GPGPU computations are primarily for highly parallel applications. Unlike a CPU where you may be able to run a few threads at a time, CUDA/OpenCL (I'll use these ones as the example since you have a 295) are setup to take advantage of many thread executions on the same programming kernel. Any set of threads created for a GPU must be running the exact same kernel on every bit of data passed. Once all those threads are done executing, you can start a new kernel and accompanying threads.
Data transfers to and from the card are typically the main bottleneck so ideally you want the all the needed data (both input and output) to stay on the card as long as possible. I could be wrong but I believe you can switch kernels without changing the memory so that you can start a new execution using data from the previous step without a new memory transfer as long as you don't need different data.
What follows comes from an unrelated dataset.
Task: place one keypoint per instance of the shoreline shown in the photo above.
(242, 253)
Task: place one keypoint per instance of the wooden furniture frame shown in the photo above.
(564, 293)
For highly parallel applications, the increase in computation power is at least a ten-fold (likely a lot more on the beast you have) over a CPU. Real world is usually significantly less depending on how well you can adapt your methods to the GPU model. nVidia's sample programs will give you an idea of the real world increases for some sample programs. They range anywhere from 2x to 1500x faster than the originals.
In summary, unless your applications in C++ are highly paralleliazable, it's unlikely you'll see much of a boost switching to CUDA/OpenCL. As WR2 pointed out, CUDAZone is a great resource for learning the general idea and program structures. It takes some getting used to but it is a nice step up from old GPGPU computing.